In quell’istante avrei pagato dieci lire un frammento di specchio, e le avrei pagate tanto più volontieri perchè ciò implicava la supposizione che le dovessi avere.

L’amabile maestrina ci chiese se volevamo incominciare sùbito la lezione. Vittorio mi consultò collo sguardo — a dir vero ci aspettava il ripetitore di fisica con un tema preparato sull’attrazione dei corpi celesti — ma qual corpo potevasi imaginare più celeste di quella ventenne giovinetta, fresca come il mattino e raggiante come un sorriso?

Attrazione per attrazione, Vittorio ed io non stemmo in forse. Cinque minuti dopo si sedeva tutti e tre attorno a un tavolino lungo un metro e largo sessanta centimetri.
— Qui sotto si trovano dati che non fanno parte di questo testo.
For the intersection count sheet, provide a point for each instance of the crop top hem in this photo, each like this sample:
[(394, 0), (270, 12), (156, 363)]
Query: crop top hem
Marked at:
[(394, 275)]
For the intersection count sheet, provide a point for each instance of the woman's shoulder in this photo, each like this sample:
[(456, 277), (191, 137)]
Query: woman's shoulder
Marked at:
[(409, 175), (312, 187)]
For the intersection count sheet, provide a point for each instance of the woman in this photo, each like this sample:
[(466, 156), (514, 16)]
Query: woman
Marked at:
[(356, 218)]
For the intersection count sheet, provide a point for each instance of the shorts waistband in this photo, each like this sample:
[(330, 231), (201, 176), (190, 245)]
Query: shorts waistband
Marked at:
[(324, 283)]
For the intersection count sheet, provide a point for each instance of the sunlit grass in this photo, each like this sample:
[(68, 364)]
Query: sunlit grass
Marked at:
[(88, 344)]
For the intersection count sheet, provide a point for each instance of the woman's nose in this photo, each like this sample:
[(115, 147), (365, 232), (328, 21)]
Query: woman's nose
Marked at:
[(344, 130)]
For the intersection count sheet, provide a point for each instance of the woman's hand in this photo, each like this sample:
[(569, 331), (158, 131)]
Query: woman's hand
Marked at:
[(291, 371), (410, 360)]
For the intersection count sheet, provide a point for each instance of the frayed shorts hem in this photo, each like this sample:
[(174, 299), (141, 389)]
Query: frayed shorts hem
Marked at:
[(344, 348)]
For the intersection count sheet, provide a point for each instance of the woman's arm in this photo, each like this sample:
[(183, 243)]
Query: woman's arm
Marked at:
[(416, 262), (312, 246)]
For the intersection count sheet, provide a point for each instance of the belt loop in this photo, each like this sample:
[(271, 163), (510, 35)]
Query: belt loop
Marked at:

Ella era la maggiore, noi toccavamo appena i diciotto anni — e vi domando cosa si fa, con cinquantasei anni in tre, attorno a un tavolino!

Credo che per quel giorno non abbiamo veduto altro che il cartone della grammatica — ma in compenso avevo osservato i bellissimi denti e la manina morbida di madamigella Wilhelmine.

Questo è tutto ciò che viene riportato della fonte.